I have a slight idea on how to go about (a)

Consider the set containing $\{f(x_1), f(x_2), \dots, f(x_n), \dots, f(x)\}$. Under the map $f$, the pre-image of this set is an open set containing $\{x_1, x_2, \dots, x_n,\dots, x\}$. However since the set containing $\{x_1, x_2, \dots, x_n,\dots, x\}$ is open, its image must be a open set. Thus, the sequence $\{f(x_n)\}$ must converge to $f(x)$.

But no idea on (b) whatsoever.

Any help is appreciated.

Answer 1

How do you know that $\{ x_n \}$ is an open set? Take for instance the sequence defined by $x_n = 0$ for all $n \ge 1$; this converges obviously to $0$. The set $\{ f(x_n) \} = \{ 0 \}$ is clearly not open!

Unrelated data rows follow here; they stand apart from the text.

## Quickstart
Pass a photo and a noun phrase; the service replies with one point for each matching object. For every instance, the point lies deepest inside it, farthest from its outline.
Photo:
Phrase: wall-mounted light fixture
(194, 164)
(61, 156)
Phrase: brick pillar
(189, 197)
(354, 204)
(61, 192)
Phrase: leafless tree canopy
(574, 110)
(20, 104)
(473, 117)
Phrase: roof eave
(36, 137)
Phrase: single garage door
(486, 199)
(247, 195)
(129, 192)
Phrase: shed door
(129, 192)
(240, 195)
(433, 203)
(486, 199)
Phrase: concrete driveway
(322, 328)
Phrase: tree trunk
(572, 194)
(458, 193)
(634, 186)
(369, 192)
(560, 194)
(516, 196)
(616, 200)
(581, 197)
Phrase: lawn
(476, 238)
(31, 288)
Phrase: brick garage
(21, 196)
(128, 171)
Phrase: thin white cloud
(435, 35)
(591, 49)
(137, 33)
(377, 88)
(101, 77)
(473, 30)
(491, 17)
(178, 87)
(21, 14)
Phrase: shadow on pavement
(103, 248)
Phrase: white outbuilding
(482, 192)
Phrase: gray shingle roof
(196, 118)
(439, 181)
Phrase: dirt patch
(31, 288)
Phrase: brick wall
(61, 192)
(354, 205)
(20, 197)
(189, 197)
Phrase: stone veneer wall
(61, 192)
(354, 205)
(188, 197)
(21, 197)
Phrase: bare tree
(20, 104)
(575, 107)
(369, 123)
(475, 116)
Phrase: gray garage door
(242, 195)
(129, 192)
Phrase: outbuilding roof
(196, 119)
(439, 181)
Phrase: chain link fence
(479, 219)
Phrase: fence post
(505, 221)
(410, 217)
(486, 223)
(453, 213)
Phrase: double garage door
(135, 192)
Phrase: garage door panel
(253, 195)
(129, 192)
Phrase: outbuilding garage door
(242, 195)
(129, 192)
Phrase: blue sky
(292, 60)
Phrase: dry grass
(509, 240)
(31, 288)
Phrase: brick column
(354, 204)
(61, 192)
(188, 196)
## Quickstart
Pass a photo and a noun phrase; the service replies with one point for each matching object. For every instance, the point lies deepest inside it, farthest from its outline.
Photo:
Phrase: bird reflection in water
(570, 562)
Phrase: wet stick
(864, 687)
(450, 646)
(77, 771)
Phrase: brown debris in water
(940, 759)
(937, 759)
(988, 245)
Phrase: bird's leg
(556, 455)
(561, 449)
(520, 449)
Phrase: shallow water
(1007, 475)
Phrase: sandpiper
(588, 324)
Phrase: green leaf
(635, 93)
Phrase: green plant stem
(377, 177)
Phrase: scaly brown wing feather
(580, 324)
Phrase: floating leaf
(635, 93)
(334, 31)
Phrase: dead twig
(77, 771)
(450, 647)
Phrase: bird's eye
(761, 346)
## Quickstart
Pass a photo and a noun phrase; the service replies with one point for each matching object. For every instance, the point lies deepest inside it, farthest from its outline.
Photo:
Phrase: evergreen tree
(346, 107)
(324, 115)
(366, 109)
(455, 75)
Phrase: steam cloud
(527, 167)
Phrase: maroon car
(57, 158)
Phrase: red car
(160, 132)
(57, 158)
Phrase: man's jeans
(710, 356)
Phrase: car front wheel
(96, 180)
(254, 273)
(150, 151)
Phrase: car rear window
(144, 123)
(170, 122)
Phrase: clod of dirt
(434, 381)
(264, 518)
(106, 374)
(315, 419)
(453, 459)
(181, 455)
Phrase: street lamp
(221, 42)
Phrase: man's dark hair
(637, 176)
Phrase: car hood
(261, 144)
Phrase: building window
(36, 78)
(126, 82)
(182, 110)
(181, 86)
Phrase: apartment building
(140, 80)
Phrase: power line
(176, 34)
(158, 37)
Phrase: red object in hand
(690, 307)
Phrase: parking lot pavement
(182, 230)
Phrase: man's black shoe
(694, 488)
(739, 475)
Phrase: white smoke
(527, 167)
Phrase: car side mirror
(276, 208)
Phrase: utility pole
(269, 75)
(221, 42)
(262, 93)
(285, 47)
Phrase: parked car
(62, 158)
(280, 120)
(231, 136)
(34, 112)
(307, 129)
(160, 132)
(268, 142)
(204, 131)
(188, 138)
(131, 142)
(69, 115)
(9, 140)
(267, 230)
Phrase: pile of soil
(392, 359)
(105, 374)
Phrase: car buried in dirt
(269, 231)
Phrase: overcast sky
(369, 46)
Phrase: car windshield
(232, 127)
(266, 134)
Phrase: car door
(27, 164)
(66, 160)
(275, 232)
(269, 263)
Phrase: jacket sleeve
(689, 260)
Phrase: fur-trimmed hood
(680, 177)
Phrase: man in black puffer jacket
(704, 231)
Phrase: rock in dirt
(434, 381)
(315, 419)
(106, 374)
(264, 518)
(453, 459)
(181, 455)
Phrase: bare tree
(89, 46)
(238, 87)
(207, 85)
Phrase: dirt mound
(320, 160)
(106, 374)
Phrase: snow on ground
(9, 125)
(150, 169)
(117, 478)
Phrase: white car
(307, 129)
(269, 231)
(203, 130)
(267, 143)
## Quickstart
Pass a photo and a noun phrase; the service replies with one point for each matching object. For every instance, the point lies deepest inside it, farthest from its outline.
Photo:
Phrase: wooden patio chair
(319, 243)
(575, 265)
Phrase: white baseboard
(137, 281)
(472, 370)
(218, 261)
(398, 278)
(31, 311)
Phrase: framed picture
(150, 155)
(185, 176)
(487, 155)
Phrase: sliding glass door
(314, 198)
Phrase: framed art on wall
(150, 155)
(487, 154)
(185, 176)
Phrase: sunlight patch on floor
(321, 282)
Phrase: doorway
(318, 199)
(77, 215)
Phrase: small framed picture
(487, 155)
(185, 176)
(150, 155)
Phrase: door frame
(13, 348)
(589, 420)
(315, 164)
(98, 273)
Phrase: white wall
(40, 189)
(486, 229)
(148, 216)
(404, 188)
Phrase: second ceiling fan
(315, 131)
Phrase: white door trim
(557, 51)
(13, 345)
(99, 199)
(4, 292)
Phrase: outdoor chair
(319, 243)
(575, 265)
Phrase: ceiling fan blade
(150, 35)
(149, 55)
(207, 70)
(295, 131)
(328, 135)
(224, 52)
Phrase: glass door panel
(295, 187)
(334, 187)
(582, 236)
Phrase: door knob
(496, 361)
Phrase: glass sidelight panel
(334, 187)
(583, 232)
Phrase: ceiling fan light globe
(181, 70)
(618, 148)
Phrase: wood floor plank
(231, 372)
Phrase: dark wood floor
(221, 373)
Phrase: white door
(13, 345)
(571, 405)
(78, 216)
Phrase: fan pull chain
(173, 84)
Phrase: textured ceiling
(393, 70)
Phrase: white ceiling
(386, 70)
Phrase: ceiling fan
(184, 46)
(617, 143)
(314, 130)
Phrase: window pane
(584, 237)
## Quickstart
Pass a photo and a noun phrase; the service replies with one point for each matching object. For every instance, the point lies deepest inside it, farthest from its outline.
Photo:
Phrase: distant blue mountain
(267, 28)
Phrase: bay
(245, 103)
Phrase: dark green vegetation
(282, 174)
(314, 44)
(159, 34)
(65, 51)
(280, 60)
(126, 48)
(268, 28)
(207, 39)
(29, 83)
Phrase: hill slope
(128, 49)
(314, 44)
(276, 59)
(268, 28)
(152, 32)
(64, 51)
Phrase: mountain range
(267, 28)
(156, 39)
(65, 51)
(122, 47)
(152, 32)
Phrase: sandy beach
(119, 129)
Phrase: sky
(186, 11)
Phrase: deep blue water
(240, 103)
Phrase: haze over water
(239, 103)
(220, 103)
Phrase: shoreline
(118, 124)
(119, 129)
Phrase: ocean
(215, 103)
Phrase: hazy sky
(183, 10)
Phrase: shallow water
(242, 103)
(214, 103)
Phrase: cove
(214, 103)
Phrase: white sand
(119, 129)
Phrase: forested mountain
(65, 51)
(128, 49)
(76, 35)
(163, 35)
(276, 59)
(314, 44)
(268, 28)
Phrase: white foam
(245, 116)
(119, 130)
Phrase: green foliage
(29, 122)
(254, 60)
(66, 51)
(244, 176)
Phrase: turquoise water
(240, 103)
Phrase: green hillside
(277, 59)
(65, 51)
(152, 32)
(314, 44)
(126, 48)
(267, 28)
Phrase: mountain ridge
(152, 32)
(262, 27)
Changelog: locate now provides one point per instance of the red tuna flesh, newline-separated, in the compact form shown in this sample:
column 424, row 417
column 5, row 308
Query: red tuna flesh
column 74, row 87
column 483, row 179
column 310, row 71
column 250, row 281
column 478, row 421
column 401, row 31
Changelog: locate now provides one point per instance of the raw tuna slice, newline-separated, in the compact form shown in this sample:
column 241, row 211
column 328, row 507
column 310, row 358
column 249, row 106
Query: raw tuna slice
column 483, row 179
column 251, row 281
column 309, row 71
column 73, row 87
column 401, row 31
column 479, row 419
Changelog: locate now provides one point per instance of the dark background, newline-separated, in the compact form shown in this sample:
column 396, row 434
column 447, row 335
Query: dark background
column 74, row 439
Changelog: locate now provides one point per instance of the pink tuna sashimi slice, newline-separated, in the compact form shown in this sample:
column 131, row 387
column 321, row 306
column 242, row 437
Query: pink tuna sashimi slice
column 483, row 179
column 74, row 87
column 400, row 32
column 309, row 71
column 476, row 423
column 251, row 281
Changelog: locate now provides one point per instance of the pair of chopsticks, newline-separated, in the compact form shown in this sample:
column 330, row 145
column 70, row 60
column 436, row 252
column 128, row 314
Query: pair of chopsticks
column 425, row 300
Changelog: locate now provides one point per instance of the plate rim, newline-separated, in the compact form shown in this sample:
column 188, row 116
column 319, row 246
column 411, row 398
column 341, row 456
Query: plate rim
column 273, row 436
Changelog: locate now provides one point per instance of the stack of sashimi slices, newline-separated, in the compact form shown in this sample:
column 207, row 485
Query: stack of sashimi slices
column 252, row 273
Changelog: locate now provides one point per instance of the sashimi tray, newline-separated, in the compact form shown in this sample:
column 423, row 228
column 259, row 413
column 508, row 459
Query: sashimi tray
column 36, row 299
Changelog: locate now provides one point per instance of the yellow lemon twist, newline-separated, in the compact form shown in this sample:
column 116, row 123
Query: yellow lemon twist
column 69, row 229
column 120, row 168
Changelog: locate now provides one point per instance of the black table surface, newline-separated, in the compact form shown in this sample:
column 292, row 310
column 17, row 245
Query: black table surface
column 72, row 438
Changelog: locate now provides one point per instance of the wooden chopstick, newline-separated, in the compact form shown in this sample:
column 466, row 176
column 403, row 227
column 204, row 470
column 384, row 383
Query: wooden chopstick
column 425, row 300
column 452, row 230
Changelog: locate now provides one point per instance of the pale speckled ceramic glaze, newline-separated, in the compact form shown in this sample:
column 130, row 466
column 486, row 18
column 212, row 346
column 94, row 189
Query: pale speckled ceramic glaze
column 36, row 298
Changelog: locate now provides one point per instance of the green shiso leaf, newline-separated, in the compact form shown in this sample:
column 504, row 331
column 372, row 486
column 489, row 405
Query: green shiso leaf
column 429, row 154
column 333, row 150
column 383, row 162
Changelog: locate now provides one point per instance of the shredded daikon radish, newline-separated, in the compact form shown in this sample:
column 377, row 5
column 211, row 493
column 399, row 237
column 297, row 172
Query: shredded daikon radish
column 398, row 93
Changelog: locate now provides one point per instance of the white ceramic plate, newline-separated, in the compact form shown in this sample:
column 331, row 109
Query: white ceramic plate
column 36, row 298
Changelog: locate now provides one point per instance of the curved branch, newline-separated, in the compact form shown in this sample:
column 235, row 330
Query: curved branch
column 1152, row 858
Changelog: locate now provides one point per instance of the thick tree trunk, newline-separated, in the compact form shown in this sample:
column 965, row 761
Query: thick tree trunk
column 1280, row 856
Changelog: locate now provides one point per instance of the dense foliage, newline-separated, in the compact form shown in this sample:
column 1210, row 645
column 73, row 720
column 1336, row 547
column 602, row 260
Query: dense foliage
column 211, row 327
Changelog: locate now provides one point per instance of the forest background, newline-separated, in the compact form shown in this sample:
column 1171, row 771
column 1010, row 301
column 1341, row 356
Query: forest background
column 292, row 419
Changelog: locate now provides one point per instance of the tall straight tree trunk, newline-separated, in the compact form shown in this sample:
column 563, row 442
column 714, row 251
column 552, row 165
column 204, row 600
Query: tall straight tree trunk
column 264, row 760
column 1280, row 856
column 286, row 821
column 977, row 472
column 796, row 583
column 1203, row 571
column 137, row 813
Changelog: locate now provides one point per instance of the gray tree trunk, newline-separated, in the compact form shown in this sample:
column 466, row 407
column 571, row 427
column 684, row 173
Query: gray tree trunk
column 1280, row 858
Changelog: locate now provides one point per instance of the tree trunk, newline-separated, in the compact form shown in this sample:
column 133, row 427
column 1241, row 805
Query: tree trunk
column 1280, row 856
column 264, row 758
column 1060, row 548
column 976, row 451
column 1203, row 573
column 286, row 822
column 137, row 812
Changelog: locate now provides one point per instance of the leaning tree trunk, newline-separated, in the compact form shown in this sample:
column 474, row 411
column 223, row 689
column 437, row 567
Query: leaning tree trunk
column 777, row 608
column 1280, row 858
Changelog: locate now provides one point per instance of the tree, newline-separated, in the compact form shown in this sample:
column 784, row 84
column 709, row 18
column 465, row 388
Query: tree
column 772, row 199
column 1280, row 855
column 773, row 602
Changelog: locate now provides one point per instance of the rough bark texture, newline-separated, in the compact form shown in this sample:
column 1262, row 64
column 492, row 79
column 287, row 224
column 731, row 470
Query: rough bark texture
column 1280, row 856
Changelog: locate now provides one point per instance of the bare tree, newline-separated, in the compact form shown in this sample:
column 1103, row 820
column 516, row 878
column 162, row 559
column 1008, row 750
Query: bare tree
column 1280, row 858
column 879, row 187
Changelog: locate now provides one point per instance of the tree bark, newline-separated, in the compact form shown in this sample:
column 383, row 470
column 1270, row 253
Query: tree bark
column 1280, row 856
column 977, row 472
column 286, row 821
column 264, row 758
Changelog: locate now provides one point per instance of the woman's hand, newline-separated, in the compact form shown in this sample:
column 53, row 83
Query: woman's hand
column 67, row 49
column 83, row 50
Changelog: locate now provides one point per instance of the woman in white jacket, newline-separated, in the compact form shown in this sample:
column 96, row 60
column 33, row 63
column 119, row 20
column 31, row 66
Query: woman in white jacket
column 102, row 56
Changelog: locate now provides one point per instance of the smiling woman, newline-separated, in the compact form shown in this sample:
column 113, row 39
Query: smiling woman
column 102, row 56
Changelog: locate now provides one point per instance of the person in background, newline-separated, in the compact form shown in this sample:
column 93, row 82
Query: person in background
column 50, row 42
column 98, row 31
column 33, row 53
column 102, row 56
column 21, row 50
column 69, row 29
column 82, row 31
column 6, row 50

You need to use the definition of convergence of a sequence. A sequence $\{ x_n \}$ converges to $x$ if for all neighborhoods $U$ of $x$, there exists some $N \in \mathbb{Z}^+$ such that $x_n \in U$ for all $n > N$. Here's how you can proceed:

(a) Let $V$ be a neighborhood of $f (x)$. It is easy to see that $x \in f^{-1} (V)$. By continuity of $f$, $f^{-1} (V) \subseteq X$ is open. Therefore, $f^{-1} (V)$ is a neighborhood of $x$. By hypothesis, there exists some $N_V \in \mathbb{Z}^+$ such that $x_n \in f^{-1} (V) \implies f (x_n) \in V$ for all $n > N_V$. Since $V$ was arbitrary, the sequence $\{ f (x_n) \}$ converges to $f (x)$.

(b) Straightforward application of the Sequence Lemma (see here). Then note that continuity of $f$ is equivalent to the condition that for any subset $A \subseteq X$, $f ({\rm Cl} A) \subseteq {\rm Cl} f (A)$.